Crop monitoring is a good example. Walking crops will always matter, but human eyesight inevitably spots problems later on. Fotenix, an agri-tech innovator supported by the UK Agri-Tech Centre, uses multispectral imaging and AI-driven analysis to detect nutrient stress, disease and physiological changes before they’re visible. The imaging is non-destructive and precise, giving growers quick, clear signals rather than complex interfaces.  

Fotenix’s model is grounded in commercial reality. They’ve spent years showing that earlier detection translates into less waste, better-timed interventions and stronger crop performance under real farm constraints, not only in research settings. It is now widely used across controlled environments and horticultural systems.  

 

Measuring nature in a way farmers can use

AI is also reshaping how we understand biodiversity on farms. ChirrupNano, developed through a collaboration between Chirrup.ai and the UK Agri Tech Centre, uses bio-acoustic sensors to turn birdsong into reliable biodiversity data. Featured in the Farming Smarter docuseries, it is a small portable device that can sit anywhere on the farm and autonomously identify 100+ bird species across Britain and Ireland.  

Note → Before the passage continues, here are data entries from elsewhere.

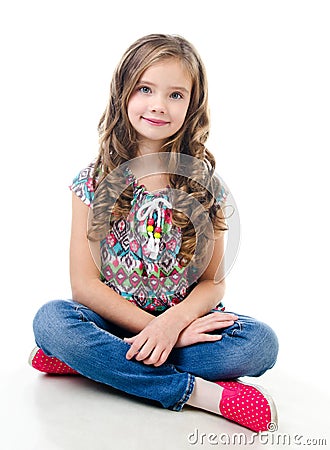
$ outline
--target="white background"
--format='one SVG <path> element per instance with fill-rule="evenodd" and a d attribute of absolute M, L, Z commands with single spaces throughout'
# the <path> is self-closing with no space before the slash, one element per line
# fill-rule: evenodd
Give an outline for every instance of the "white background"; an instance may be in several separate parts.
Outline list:
<path fill-rule="evenodd" d="M 25 363 L 37 308 L 70 297 L 67 186 L 97 153 L 115 65 L 135 39 L 164 32 L 204 60 L 208 147 L 239 208 L 227 309 L 269 323 L 277 370 L 319 386 L 329 345 L 329 2 L 14 0 L 0 17 L 6 369 Z"/>

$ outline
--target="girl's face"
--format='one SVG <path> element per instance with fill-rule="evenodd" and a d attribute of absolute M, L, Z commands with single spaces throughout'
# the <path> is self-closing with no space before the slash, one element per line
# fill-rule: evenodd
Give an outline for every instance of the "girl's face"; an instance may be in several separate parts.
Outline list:
<path fill-rule="evenodd" d="M 159 151 L 183 125 L 192 82 L 183 64 L 167 59 L 150 66 L 131 94 L 127 113 L 144 149 Z"/>

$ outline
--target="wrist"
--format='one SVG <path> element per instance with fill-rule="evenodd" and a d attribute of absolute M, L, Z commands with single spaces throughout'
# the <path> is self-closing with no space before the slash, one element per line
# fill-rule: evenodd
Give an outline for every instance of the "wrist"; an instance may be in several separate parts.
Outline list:
<path fill-rule="evenodd" d="M 171 326 L 175 326 L 179 333 L 194 320 L 194 317 L 185 308 L 180 308 L 180 306 L 182 304 L 172 306 L 161 315 L 165 320 L 168 320 Z"/>

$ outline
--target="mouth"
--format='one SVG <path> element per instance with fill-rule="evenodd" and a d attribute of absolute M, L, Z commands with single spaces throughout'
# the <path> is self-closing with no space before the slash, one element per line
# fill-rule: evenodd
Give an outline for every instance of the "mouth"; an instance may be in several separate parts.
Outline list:
<path fill-rule="evenodd" d="M 159 120 L 159 119 L 150 119 L 149 117 L 143 117 L 142 119 L 149 123 L 150 125 L 153 125 L 155 127 L 162 127 L 164 125 L 168 125 L 170 122 L 166 122 L 165 120 Z"/>

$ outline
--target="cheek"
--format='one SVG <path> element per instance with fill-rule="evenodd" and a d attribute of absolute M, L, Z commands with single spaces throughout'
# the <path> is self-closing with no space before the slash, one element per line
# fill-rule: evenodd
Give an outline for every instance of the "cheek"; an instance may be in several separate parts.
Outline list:
<path fill-rule="evenodd" d="M 176 121 L 180 123 L 181 125 L 185 121 L 186 115 L 187 115 L 188 107 L 180 108 L 176 112 Z"/>
<path fill-rule="evenodd" d="M 129 100 L 127 104 L 127 115 L 129 120 L 131 120 L 134 115 L 134 102 L 131 100 Z"/>
<path fill-rule="evenodd" d="M 132 108 L 130 107 L 130 104 L 127 105 L 127 115 L 128 115 L 128 120 L 132 123 L 132 119 L 133 119 L 134 115 L 133 115 Z"/>
<path fill-rule="evenodd" d="M 138 97 L 131 97 L 131 99 L 128 102 L 128 106 L 127 106 L 127 113 L 129 117 L 133 117 L 136 115 L 141 114 L 142 112 L 142 102 L 139 100 Z"/>

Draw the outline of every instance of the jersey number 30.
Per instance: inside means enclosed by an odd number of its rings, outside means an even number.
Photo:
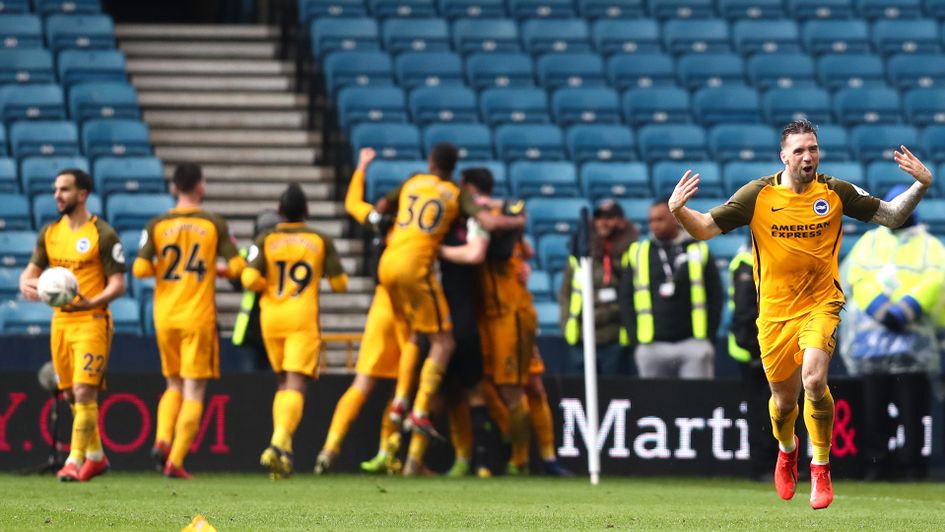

ChirrupNano doesn’t require farmers to become ecologists, the system interprets acoustic data and benchmarks it against other farms, past recordings or national standards. Birds respond rapidly to change, making them powerful indicators of wider ecosystem health. Over 100 farmers are already involved in the rollout, helping shape the technology so it fits day-to-day practice and for farms to use as an evidence base. 

 

Connectivity: A barrier and an opportunity

For many farms, the main barrier to using AI tools isn’t cost or complexity; it’s connectivity. At the Oxford Farming Conference 2026, this point came through repeatedly. Discussions focused on whether tools genuinely strengthen resilience (the event’s central theme) and the consensus was that data now sits alongside soil and seed as a strategic input, but only when tools fit existing workflows and prove on-farm value.  

national survey in 2025 highlighted the scale of the connectivity issue: 

  • 60% of farmers say reliable internet access is critical for day-to-day operations. 
  • 8% of farms still have no internet access at all.  
  • 42% cite poor connectivity as a major barrier to adopting new tools. 
  • Among farms with full fibre, 47% said it unlocked precision tools that were previously unavailable. 

 

The effects go beyond agronomy. Poor connectivity reshapes how farm businesses operate and affects family life and community connections. The flip side is the opportunity – when high-quality broadband arrives, farmers adopt new technologies quickly and report immediate efficiency gains from precision applications to real-time monitoring and automation.

Connectivity unlocks new service markets: remote diagnostics, cloud-based field maps, live biodiversity monitoring, sensor integrations and performance-based AI tools such as those used by Fotenix and Chirrup.ai.  

The gap is therefore an opportunity waiting to happen. Where connectivity improves, adoption follows. And where adoption follows, demand grows for better analysis, richer datasets and smarter decision support. 

 

Where AI adds real value

The exciting part isn’t the novelty of AI, but the shift it enables from reactive to preventative decision making and when done well, the faster turning of farm data into useful information. 

The farms in Farming Smarter aren’t showpieces for futuristic systems, they’re working landscapes run by people balancing risk, cost and responsibility. When AI tools work well, they support decision-making quietly and reliably and become part of the everyday toolkit farmers already know how to use.